Вот так да-а!.. Как это ему сразу в голову не пришло? С такой расчетливостью немудрено, ей-ей, и тысячу лет прожить. Ну и жук! Просто диву даешься, как он с таким умом по одной земле с тобой ходит, ту же пыль глотает, тот же вой ветра слушает. Да-а… Такие без выгоды и шагу не ступят. Помнится, когда он оставил учительскую работу и сел на маленькую зарплату райотдела культуры, загоревшись мечтой организовать краеведческий музей, Олжатай горячо отговаривал его, укорял, учил жизни: «Люди вперед стремятся, а ты назад пятишься… Разве мыслимо в наше время удовлетворяться такой зарплатой?..»
Что ж… Каждый смотрит на мир с высоты своей кочки.
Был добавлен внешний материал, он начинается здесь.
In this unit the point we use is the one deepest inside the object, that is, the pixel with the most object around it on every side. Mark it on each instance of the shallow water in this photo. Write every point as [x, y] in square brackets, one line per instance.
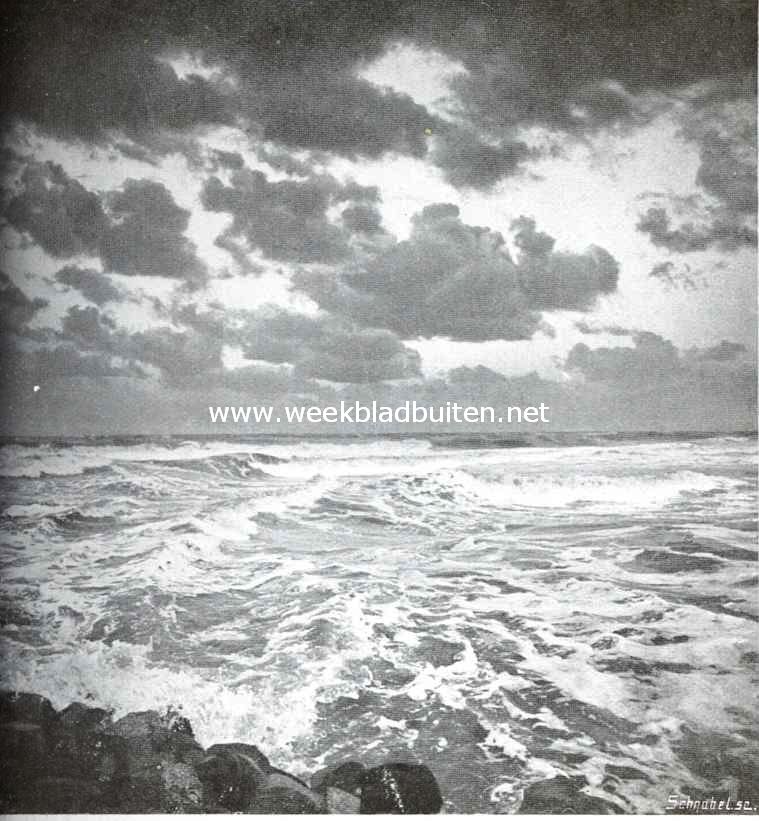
[584, 605]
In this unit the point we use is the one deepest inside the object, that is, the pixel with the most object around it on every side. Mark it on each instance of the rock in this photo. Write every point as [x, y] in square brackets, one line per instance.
[248, 750]
[340, 802]
[400, 788]
[83, 717]
[232, 774]
[183, 789]
[26, 707]
[281, 781]
[346, 777]
[62, 795]
[23, 749]
[151, 737]
[286, 801]
[75, 752]
[563, 795]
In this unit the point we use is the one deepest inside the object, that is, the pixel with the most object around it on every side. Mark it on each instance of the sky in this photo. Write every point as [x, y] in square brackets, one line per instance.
[271, 202]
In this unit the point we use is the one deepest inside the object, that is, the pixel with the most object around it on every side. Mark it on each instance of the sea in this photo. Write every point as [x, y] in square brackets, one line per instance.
[502, 609]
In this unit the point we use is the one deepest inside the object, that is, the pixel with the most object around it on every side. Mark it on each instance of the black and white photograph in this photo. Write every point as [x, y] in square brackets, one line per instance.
[378, 407]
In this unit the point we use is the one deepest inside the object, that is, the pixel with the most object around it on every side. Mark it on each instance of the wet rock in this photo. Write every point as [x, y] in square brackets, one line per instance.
[232, 774]
[287, 795]
[152, 737]
[400, 788]
[62, 795]
[23, 748]
[283, 801]
[183, 790]
[77, 752]
[82, 717]
[340, 802]
[347, 777]
[438, 652]
[563, 795]
[26, 707]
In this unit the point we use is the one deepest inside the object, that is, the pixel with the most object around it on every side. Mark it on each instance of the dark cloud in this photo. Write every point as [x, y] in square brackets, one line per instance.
[362, 219]
[65, 361]
[57, 211]
[342, 115]
[322, 348]
[676, 276]
[229, 159]
[724, 232]
[613, 330]
[477, 376]
[459, 281]
[92, 285]
[138, 229]
[146, 235]
[726, 137]
[563, 281]
[723, 352]
[287, 220]
[16, 308]
[651, 357]
[289, 72]
[728, 168]
[468, 162]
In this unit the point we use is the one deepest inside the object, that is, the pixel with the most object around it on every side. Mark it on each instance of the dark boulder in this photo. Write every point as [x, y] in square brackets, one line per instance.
[27, 707]
[400, 789]
[232, 774]
[23, 750]
[82, 717]
[285, 794]
[340, 802]
[55, 794]
[150, 781]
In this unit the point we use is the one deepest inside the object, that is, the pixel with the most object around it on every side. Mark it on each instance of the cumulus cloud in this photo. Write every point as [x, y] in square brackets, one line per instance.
[16, 308]
[614, 330]
[723, 352]
[92, 285]
[459, 281]
[289, 73]
[57, 211]
[137, 229]
[321, 347]
[723, 231]
[469, 162]
[651, 357]
[288, 220]
[725, 133]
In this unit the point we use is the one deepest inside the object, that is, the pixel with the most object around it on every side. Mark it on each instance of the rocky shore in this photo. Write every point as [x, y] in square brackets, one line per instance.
[80, 760]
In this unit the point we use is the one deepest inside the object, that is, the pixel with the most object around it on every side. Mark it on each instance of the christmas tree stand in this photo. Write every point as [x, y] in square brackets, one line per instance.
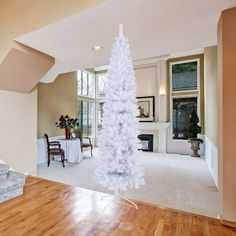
[120, 199]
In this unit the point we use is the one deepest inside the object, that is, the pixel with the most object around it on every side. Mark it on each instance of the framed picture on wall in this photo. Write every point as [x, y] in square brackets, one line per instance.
[146, 108]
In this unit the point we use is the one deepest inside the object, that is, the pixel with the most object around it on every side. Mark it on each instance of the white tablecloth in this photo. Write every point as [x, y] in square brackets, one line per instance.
[72, 149]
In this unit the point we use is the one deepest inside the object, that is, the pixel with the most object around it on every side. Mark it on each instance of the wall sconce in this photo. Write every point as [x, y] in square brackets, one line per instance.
[162, 92]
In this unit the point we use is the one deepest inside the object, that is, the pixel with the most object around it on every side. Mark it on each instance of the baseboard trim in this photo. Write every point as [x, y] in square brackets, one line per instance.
[228, 223]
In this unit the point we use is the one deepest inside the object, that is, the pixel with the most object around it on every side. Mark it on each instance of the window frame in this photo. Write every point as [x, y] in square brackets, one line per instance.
[199, 93]
[198, 75]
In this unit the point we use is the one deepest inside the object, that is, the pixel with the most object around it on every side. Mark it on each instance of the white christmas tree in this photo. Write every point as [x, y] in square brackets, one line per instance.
[118, 167]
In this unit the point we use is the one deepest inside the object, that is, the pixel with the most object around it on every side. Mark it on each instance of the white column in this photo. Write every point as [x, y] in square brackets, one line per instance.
[162, 140]
[162, 93]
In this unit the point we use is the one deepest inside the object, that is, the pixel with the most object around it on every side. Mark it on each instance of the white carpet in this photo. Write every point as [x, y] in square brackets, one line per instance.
[174, 181]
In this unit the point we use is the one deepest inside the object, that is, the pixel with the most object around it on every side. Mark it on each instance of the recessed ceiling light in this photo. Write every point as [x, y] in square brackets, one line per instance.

Лично он, Омирсерик, предпочитает жить открыто, довольствоваться тем, что есть, и оставить потомкам доброе дело и добрую память.
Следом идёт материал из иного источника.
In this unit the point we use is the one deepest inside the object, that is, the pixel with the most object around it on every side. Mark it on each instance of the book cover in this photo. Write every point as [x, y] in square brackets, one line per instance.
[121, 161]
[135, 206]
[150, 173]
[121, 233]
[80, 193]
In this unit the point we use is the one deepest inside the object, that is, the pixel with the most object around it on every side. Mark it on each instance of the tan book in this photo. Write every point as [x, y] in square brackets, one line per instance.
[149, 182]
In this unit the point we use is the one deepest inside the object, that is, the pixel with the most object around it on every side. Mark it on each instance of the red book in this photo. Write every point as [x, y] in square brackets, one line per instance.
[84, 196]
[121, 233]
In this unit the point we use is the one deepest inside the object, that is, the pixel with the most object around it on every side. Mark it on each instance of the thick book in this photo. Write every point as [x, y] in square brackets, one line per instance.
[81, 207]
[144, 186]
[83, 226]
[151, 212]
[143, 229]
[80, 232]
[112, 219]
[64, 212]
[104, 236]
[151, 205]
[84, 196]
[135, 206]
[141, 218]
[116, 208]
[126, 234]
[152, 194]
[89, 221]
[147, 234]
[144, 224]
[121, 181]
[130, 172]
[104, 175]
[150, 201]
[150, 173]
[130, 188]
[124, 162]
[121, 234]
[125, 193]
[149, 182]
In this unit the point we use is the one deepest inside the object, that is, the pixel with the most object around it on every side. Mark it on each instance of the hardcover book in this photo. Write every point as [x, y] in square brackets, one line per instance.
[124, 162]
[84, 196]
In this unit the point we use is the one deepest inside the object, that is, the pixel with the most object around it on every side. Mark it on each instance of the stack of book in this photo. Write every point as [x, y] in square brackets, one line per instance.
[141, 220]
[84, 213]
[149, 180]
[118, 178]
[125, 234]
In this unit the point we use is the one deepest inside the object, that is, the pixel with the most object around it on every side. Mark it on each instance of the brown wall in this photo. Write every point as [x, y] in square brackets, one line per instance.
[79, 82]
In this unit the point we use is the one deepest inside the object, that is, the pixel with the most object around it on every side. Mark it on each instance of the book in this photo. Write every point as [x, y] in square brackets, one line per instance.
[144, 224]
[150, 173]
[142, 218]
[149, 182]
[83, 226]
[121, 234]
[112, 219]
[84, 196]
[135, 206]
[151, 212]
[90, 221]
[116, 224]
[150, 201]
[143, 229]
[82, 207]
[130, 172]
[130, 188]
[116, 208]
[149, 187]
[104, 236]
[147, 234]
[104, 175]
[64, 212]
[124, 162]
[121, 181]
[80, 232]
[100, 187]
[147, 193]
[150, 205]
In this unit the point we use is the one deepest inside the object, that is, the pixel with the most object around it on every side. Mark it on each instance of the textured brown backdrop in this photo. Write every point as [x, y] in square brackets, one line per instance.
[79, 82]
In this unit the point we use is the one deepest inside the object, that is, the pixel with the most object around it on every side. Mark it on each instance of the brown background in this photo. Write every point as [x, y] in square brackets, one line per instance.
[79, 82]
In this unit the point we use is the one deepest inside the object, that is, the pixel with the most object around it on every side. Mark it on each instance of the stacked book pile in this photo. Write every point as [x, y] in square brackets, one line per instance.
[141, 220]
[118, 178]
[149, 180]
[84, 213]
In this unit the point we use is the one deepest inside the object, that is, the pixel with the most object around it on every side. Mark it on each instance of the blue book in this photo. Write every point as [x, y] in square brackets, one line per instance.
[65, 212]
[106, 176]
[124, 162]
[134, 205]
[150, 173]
Между тем стрелка часов показывала уже почти полночь. Омирсерик начал собираться на станцию. Он был уверен, что жена, вымотавшись за день, уснула с детьми в гостевой комнате, но тут она, приодетая и принаряженная, вышла к нему. Глаза ее лучились.
— И я с тобой…
Что и говорить, такого человека, как историк Устабай, не грех встречать и с оркестром. Вероятно, не больно ему уютно будет, когда он глухой темной ночью, под вой и свист ураганного ветра, выйдет на пустой перрон и увидит одинокую сутулую фигурку приятеля в помятой кепчонке. А с женой как-никак и уверенней и солидней. Да и гостю приятно. Омирсерик почувствовал необычную нежность к своей жене.
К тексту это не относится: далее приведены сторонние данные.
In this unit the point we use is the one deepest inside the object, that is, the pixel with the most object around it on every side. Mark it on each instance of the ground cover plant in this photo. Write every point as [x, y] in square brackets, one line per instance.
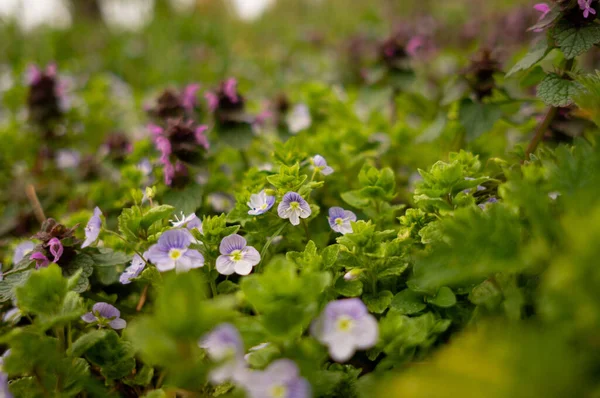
[400, 201]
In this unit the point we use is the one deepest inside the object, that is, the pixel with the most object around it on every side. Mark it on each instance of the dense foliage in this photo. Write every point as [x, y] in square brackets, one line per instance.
[225, 212]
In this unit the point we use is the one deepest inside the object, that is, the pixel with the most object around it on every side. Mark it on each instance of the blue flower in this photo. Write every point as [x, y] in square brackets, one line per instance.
[260, 203]
[236, 256]
[293, 207]
[339, 220]
[92, 229]
[172, 252]
[104, 315]
[344, 326]
[133, 271]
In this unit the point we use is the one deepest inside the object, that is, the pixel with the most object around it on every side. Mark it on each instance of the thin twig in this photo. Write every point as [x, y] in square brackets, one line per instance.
[541, 130]
[143, 297]
[35, 203]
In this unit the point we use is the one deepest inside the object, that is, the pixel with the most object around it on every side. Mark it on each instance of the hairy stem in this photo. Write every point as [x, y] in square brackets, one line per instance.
[550, 115]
Ночь выдалась хмурая. Лохматые, исхлестанные бурей тучи метались по небу. Ветер яростно набросился на путников, толкнул в грудь. Омирсерик поспешно подхватил оступившуюся жену под локоть. И вновь вдруг вспомнилось ему прошлое, далекое, почти забытое, окутанное дымкой времени, и, пожалуй, впервые подумал Омирсерик, что вся жизнь этой стройной, сухощавой, заметно поблекшей женщины, ставшей когда-то его женой, всецело принадлежит ему, и что живут они, в сущности, душа в душу, одним желанием; и будет она всегда рядом с ним, и разделит с ним все превратности судьбы. Пусть в повседневной жизни всякое случается и приходится иногда даже обижать друг друга и не всегда быть внимательным и чутким, а все же нет и не будет у него другого такого друга, такой опоры, такого преданного и верного товарища, как его жена. Омирсерик почувствовал, как защипало в глазах и к горлу подкатил комок. Ему было и грустно, и радостно, и светло, а в сердце вновь проснулась угасшая уже было любовь.